The point is you need to have a good way to retrieve your contacts in a hurry. When news breaks you need to know whom to call immediately.
Don't just shove all of the business cards you've received in a drawer and hope for the best when you are on deadline and you need to make a call.
You can buy a business card holder or a Rolodex to store all of your cards, but then you might lose them, or realise you’ve left them in the other office when you go on a trip.
Camcard is great for processing the vast numbers of business cards you accumulate in the average week of reporting, but if you are working in China or have sources there, do note that its owner, INTSIG Information Co., Ltd., is headquartered in Shanghai.
In general, one should be wary of storing things in the cloud. If you are trying to protect a source this may do the opposite, and if you are truly paranoid you will want to have them on a hard drive, not stored on someone else's server. There is a trade-off between your own data security and how much time you are willing to devote to maintaining this.
A good rule of thumb is that if a story requires three quotes, it will require emails or calls to at least five different people who have reliably provided comment in the past. This way you can account for people on leave or who can't provide any help. For the quotes to offer any insight, or if it is a subject I don't usually cover, increase the number to ten. If that sounds like overkill, bear in mind it’s almost always better to have more material than not enough.
Generally speaking, meetings beat phone calls beat emailed requests for comment, but it's nice to have a paper trail.
The Five Guys Theory of Journalism
It's an appealingly straightforward method, which, I am sad to say, I did not invent.
The thinking goes like this:
Find five people who are more informed about their industry than anyone else
Constantly check in with them
Get the best stories
The best sources are those that have some understanding of journalists. Those that worked for their college newspaper before turning their hand to something more useful, for example. Or people who harboured ambitions to enter the media before selling out to do something more lucrative.
But they also need to know what's going on.
When you find them, treasure these people. Bradley Hope, who along with Tom Wright wrote Billion Dollar Whale, once told me that sourcing was like "a love affair", and I can't do better than that.
Sources Are People Too
Key to sourcing is that you need to understand people and their motivations.
Some people like to feel important by talking to journalists.
Some genuinely want to get important information out to your readers. But there are many ways to do this nowadays, so if they are seeking you out, you should ask why.
When You’ve Made It
If you are sufficiently aggressive in your questioning and regarded with high regard in the media industry, information will start coming to you. Hah! Just kidding. It means you’ve earned a reputation as a patsy. Get back to work.5
You can still turn up at the press conference, shove a microphone under the speaker's nose, and ask them about something completely unrelated to, and hopefully more interesting than what they're there to talk about. This is a doorstep, and it is a legitimate move.
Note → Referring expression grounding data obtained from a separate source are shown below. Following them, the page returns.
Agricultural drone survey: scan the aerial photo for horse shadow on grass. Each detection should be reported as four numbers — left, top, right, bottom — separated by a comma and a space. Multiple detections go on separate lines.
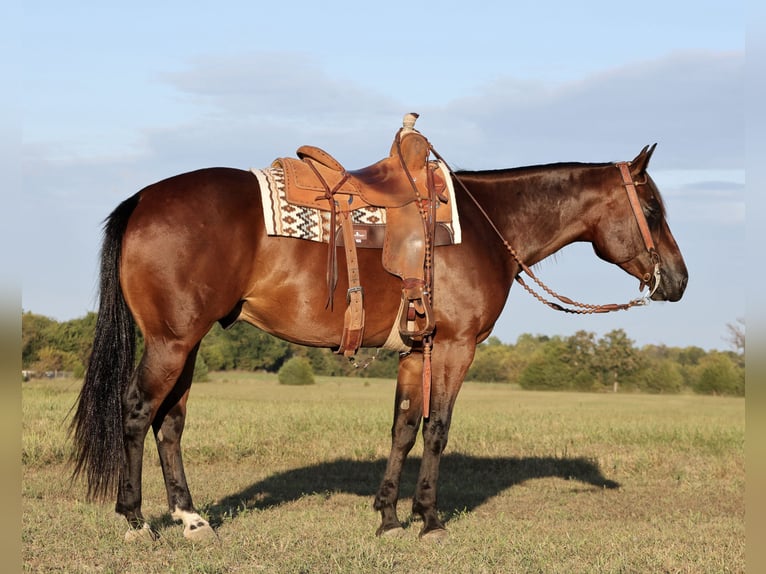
198, 454, 619, 530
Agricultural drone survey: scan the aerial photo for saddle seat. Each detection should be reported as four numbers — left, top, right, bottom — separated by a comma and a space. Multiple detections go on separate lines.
277, 129, 444, 211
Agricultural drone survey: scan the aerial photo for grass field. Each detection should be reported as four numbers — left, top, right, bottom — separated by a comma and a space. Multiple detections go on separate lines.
22, 373, 744, 573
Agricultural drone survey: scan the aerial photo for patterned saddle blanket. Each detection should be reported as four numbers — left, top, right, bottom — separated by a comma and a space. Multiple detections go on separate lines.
251, 161, 461, 248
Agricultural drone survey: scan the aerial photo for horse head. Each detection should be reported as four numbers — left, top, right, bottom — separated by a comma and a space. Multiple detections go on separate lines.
590, 144, 688, 302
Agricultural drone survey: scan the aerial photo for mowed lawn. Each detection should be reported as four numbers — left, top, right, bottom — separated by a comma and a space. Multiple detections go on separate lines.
22, 373, 744, 573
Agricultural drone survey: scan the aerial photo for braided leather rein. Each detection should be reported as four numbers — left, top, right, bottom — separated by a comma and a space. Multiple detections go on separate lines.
429, 146, 661, 314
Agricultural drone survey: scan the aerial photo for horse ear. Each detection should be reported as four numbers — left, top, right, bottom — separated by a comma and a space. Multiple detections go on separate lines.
629, 143, 657, 176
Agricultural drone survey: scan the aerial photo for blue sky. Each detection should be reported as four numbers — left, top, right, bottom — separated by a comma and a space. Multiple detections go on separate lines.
19, 1, 745, 351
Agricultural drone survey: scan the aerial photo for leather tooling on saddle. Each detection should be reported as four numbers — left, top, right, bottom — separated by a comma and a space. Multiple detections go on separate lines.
251, 113, 461, 359
253, 160, 460, 246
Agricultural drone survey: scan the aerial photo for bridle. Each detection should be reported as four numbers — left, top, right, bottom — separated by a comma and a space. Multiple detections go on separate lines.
430, 146, 663, 314
616, 161, 662, 299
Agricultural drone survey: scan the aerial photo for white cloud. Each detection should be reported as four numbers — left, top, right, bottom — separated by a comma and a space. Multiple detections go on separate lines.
429, 51, 743, 171
161, 52, 401, 121
99, 49, 742, 178
651, 170, 744, 224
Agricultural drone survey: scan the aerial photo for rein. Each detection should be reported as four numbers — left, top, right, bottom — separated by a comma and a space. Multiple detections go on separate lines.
429, 147, 661, 314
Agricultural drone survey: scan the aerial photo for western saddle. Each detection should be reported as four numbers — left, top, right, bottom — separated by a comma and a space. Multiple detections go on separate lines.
273, 113, 448, 358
In my view, it’s absolutely essential to check factual points. Quotes are more slippery. I will often repeat what a source has said back to them during an interview if I want to quote it, especially so if it sounds dicey and they are talking on-the-record. But every time you do so, you are leaving yourself vulnerable. Emailing a source their quote so that their press department can sign off on it is asking for trouble and will mess you around when you are on deadline.
As a 20-year-old intern at the Financial Times, I remember phoning up companies for commentary on this or that, fully expecting to get the runaround, only for a receptionist to reply "oh right, I'll get the CEO then." Put mildly, this was overwhelming.
Gregor. Seriously. Not ever! Listen this time, please.